How n8n Handles Scaling and Queue-Based Processing with Bull: Architecture Deep Dive

n8n leverages Bull queues backed by Redis to enable horizontal scaling, where a main process enqueues workflow executions and worker processes consume them, with automatic recovery, priority handling, and real-time progress reporting via Redis pub-sub.

The n8n-io/n8n repository implements a robust queue-mode architecture that separates workflow orchestration from execution. Understanding n8n scaling and queue-based processing with Bull is essential for deploying production-grade automation infrastructure that can handle high-throughput workloads across multiple worker instances while maintaining data consistency and fault tolerance.

Configuration: ScalingModeConfig and Redis Settings

All queue-related behavior in n8n is driven by the ScalingModeConfig, located in packages/@n8n/config/src/configs/scaling-mode.config.ts. This configuration class bundles Bull-specific options read from environment variables prefixed with QUEUE_.

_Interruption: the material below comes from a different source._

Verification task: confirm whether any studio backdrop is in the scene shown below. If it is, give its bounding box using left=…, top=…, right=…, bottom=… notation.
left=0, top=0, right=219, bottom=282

The BullConfig nested class defines critical parameters including Redis connection details, key prefixes, and stalled-job detection intervals:

// packages/@n8n/config/src/configs/scaling-mode.config.ts
@Config
class BullConfig {
    @Env('QUEUE_BULL_PREFIX')
    prefix: string = 'bull';                     // Redis key prefix

    @Nested
    redis: RedisConfig;                          // host, port, DB, TLS, etc.

    @Env('QUEUE_WORKER_STALLED_INTERVAL')
    stalledInterval: number = 30_000;            // How often Bull checks for stalled jobs (0 = disabled)
    
    // … other settings for lock duration, renew time, etc.
}

This configuration abstraction allows n8n to adapt to any Redis deployment topology—whether single-node, cluster, or TLS-secured instances—while standardizing queue behavior across the application.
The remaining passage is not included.